The fatal shooting of 11 people in a Pittsburgh synagogue Saturday has local spiritual leaders trying to strike a delicate balance.
"Congregations are always weighing and trying to balance being an open, welcoming community vs being a safe space for its members," said Rabbi Paul Shaktman, of Temple Emanu-El, in Utica.
It's a thought that plagues Father Paul Catena, of Church of the Annunciation, in Ilion, as he shares the word of God with parishioners.
"I've thought several times over the last five years that I've been here, I've thought at mass, 'what if someone walked in here right now and started firing?'"

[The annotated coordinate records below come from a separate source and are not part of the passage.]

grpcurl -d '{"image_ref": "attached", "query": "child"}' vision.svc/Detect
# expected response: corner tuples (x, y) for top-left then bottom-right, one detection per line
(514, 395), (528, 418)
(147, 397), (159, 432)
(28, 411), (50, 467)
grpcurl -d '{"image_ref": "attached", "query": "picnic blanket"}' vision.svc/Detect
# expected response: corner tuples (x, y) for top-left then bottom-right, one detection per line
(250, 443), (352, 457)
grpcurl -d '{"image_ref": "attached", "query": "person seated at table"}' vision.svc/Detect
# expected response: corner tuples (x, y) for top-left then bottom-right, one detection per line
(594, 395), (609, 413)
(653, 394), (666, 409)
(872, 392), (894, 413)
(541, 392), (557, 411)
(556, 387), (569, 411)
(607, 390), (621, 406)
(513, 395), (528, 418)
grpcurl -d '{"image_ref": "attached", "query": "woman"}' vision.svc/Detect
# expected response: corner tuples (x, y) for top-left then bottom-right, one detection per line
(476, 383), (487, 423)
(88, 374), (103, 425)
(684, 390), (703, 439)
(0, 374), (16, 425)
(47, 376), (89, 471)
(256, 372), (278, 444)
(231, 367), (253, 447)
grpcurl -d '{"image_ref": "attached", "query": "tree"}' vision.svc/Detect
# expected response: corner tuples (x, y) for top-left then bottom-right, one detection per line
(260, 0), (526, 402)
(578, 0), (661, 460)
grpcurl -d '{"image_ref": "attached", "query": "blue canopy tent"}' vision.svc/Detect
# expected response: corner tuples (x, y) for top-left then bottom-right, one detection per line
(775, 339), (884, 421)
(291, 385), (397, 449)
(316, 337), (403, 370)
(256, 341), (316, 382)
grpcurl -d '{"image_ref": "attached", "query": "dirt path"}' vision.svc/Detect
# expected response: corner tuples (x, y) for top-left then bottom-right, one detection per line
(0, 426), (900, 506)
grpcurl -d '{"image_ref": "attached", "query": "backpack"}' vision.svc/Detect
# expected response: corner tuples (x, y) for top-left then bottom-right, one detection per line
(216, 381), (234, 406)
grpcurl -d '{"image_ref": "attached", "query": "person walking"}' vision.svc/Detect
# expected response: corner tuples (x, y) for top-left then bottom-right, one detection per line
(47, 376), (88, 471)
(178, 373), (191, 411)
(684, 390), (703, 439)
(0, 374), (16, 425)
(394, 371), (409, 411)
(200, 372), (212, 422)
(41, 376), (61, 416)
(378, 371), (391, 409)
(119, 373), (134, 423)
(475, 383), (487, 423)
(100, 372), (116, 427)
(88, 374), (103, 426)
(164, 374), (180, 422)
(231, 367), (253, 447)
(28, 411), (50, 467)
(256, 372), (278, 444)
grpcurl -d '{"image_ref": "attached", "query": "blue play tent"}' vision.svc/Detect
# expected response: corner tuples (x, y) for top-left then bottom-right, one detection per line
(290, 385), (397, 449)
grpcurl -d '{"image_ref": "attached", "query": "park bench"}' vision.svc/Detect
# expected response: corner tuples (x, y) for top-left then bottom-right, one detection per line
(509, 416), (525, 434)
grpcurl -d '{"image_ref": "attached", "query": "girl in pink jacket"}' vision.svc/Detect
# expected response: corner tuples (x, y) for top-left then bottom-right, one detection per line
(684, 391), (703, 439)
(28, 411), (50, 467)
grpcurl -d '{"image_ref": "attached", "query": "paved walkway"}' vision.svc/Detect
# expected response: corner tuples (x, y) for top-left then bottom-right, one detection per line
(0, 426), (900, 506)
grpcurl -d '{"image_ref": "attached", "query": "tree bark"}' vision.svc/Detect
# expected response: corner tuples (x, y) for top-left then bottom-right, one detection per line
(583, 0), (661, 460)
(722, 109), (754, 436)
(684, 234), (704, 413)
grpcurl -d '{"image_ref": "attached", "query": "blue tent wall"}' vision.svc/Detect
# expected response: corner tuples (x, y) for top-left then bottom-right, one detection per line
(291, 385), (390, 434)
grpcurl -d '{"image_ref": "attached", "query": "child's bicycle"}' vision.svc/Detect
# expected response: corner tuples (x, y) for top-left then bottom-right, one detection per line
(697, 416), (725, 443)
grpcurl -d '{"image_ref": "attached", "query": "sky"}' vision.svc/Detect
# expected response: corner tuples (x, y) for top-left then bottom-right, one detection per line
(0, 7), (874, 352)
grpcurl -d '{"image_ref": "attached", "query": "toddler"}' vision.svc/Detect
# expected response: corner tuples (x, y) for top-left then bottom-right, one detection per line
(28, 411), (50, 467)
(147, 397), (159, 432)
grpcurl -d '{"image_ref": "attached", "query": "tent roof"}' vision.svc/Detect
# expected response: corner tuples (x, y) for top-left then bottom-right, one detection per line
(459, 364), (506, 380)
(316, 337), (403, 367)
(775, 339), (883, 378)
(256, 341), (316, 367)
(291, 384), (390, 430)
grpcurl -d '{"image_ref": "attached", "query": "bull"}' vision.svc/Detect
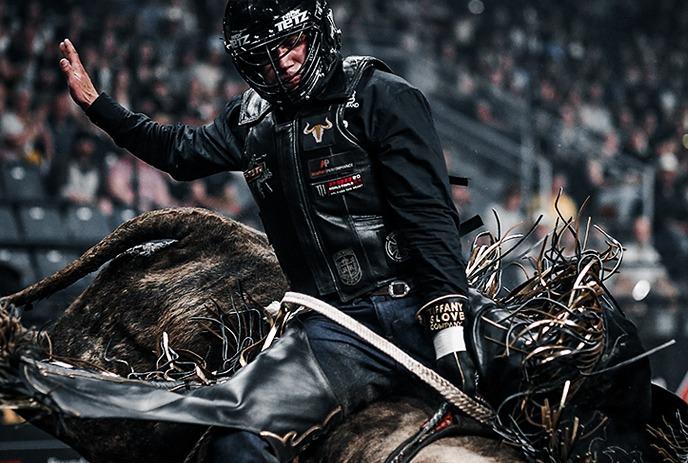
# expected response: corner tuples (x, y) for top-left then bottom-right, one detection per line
(0, 208), (521, 463)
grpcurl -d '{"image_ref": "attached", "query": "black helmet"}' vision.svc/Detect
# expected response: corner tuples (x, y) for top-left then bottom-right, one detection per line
(223, 0), (341, 105)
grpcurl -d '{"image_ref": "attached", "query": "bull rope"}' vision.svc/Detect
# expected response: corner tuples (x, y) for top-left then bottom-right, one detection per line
(282, 292), (494, 425)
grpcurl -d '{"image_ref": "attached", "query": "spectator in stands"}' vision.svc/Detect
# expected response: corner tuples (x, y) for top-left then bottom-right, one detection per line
(53, 132), (112, 215)
(612, 216), (677, 298)
(653, 152), (688, 281)
(107, 153), (175, 211)
(481, 184), (526, 236)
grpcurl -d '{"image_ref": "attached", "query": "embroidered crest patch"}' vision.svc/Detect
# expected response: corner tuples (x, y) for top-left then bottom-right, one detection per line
(385, 232), (409, 263)
(332, 249), (363, 286)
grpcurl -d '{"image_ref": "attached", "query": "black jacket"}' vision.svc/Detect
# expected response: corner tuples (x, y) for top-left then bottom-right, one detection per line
(87, 58), (467, 301)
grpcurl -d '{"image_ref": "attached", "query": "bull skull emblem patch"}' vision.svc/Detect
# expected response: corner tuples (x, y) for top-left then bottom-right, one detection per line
(303, 118), (332, 143)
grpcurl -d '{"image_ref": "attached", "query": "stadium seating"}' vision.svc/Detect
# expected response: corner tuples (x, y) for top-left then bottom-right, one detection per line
(0, 163), (45, 202)
(19, 205), (68, 246)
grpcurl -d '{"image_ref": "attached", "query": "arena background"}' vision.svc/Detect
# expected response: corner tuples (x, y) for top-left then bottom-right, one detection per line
(0, 0), (688, 462)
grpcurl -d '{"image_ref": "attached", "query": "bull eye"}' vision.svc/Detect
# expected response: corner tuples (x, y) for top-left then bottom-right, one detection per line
(76, 207), (93, 222)
(29, 206), (45, 220)
(10, 166), (26, 180)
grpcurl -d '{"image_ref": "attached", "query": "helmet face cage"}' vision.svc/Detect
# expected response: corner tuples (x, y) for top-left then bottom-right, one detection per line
(224, 0), (340, 105)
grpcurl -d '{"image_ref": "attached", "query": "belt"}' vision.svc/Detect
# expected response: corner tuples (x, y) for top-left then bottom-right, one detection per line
(367, 280), (413, 299)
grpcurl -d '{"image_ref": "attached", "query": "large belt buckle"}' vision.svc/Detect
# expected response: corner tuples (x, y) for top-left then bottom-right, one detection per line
(387, 280), (411, 298)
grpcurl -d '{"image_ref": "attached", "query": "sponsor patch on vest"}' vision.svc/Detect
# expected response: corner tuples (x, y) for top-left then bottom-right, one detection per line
(308, 153), (354, 179)
(302, 113), (334, 151)
(244, 156), (272, 198)
(315, 174), (363, 198)
(332, 249), (363, 286)
(385, 232), (409, 263)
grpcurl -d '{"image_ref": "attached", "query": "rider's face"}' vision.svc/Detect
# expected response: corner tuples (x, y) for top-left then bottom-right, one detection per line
(263, 33), (308, 87)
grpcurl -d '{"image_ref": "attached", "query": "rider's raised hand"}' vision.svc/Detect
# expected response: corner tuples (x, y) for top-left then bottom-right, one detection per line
(60, 39), (98, 109)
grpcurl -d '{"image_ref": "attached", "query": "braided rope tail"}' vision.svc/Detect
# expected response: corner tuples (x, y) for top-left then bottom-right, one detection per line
(282, 292), (494, 426)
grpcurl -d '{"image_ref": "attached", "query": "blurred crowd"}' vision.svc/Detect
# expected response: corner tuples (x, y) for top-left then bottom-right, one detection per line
(340, 0), (688, 294)
(0, 0), (688, 298)
(0, 0), (256, 227)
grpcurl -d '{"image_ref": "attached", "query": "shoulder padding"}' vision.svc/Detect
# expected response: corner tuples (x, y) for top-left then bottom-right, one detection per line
(343, 56), (392, 96)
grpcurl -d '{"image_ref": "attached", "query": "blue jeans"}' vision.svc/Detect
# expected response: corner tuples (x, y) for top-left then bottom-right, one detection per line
(209, 296), (434, 463)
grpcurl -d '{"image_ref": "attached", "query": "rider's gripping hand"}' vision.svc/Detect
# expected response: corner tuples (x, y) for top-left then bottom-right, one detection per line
(60, 39), (98, 109)
(417, 294), (476, 396)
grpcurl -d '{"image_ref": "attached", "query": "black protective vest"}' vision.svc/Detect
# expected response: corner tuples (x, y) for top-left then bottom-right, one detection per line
(239, 57), (408, 301)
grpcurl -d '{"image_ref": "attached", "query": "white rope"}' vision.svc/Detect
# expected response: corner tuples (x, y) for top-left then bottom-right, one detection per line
(282, 292), (493, 424)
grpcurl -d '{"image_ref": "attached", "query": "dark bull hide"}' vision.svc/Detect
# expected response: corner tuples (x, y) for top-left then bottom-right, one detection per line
(6, 209), (519, 462)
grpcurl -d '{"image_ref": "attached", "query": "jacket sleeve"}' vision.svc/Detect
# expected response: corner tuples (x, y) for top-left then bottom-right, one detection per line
(373, 86), (467, 305)
(86, 93), (244, 180)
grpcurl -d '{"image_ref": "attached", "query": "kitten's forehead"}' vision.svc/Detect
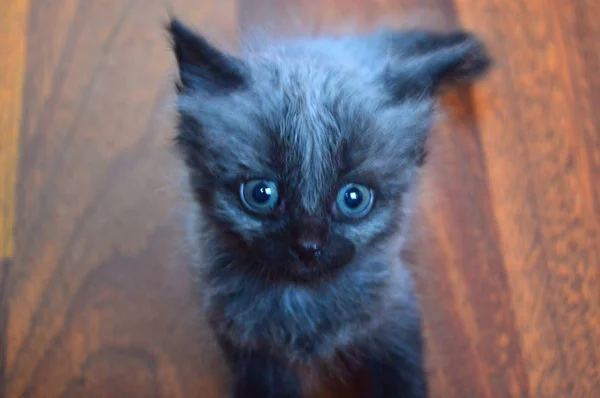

Temple Emanu-El has taken measures.
"During our high holy services, we always have security present and during other times, we have other security measures in place so we know who's in the building and we know why they're here," said Shaktman, adding that he will not allow hate to turn the faithful...into the fearful.
"Our life goes on, this is not our first rodeo, Jewish people. If we gave into every threat, every attack, we'd have stopped functioning long ago."
Shaktman says safety will likely be further discussed Tuesday night.
"The board of the congregation is having its regular board meeting tonight. It's possible that it will come up. It's probably that it will come up at least in some form."
Outside the front of the temple, Temple Beth El, which shares space with Temple Emanu-El, has placed 11 intentionally-broken saplings in a row, with signs, representing 11 lives lost tragically and needlessly, in Pittsburgh.